For some reason this display of Vegas flash and maternal mettling made me want to text Bliss, who was attending an affair at the Mandarin Oriental in New York, where there were real, live grown-ups and presumbably adult conversations in progress (something I have yet to experience at any affair in Sin City). Given my self-imposed "break," to text Bliss would be breaking my own rules I knew, but I was suddenly possessed by a horrible thought: at that very minute he was charming a crudite-nibbling, leggy brunette by deliberately trying not to charm her. I couldn't help but to imagine it--Bliss, with martini in hand, had stopped mid sip as said crudite-nibbling, leggy brunette (let's call her Nadia) helped herself to his olive, sucking it off the little black sword and then making an offhand comment about how she love, oh my god just love, a man in a tie it must have someting to do with the fact that she go to an all-girls school yes the kind wit ve short skirts and knee highs and oh my god vose St. Petersburg Academy boys across the river vas always too yummy for her to standing.

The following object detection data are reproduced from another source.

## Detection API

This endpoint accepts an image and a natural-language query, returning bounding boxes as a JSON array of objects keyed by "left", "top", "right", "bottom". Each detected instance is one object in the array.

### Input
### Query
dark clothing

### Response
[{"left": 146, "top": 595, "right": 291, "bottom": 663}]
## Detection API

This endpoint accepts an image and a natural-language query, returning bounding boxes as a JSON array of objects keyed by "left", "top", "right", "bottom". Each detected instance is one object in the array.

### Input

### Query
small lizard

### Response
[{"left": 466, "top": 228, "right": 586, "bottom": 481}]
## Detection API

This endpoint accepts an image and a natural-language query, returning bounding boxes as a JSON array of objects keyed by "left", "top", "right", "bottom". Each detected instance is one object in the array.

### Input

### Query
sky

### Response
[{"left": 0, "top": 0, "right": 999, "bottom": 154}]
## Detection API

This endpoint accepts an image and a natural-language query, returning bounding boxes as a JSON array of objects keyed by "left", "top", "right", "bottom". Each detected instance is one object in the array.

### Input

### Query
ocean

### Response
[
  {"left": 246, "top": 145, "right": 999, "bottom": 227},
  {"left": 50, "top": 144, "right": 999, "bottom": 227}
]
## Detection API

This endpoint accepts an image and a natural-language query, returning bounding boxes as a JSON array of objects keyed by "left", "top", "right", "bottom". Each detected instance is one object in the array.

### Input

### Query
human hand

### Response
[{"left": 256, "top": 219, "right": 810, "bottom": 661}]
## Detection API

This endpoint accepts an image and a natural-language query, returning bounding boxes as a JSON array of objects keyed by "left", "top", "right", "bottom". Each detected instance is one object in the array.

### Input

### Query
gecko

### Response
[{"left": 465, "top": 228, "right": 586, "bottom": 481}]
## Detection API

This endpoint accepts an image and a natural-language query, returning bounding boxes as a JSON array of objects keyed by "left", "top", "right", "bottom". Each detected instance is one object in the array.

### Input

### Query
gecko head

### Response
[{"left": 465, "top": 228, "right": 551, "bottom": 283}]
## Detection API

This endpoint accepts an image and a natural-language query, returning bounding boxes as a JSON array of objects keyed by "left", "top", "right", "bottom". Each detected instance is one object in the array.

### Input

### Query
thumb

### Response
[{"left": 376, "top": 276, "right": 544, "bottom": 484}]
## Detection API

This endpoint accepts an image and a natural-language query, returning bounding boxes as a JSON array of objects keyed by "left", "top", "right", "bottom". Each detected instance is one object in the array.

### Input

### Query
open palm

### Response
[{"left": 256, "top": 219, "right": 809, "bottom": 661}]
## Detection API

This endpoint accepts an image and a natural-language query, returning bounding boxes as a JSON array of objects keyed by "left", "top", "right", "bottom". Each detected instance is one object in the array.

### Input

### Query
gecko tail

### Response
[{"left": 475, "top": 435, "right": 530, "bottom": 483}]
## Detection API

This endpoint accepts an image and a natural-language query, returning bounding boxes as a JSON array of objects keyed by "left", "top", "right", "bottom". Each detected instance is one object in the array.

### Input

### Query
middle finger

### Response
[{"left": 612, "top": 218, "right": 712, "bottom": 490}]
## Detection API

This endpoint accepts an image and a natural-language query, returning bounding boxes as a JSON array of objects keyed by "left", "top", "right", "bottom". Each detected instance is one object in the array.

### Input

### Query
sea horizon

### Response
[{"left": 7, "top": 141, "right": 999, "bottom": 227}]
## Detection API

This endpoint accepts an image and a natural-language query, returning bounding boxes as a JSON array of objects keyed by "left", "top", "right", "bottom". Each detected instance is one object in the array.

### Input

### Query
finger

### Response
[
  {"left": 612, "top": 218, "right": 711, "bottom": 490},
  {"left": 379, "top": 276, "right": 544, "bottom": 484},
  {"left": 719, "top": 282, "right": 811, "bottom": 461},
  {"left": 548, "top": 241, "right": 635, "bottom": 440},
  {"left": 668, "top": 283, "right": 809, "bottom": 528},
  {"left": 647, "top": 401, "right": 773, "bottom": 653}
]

Now given that Bliss is Bliss, in response to Nadia he would most certainly say something conspicious about his current "taken" status. He would mention something brilliant, like how his girlfriend (me) named her first dog Olive and how he had never ever pictured himself as a small dog kind of guy until I, by the grace of God, sauntered into his life and how he will be lonely without me and Olive sleeping next to him tonight in the hotel. He would laugh, amused by his own brilliance in fending the vixen off without being impolite. He would be oblivious to the fact that in Manhattan "taken" loosely translates into "worth stealing." Yeah, that conjugation-challenged harlot was about to go down when Beatrice Longfellow tapped me on the shoulder.

"eLLe, you're in charge of the nameplates. They are listed alpabetically. Can you handle that? Once Mr. Bone wands them, they'll check in with you to see where they sit for dinner, k? You got that?"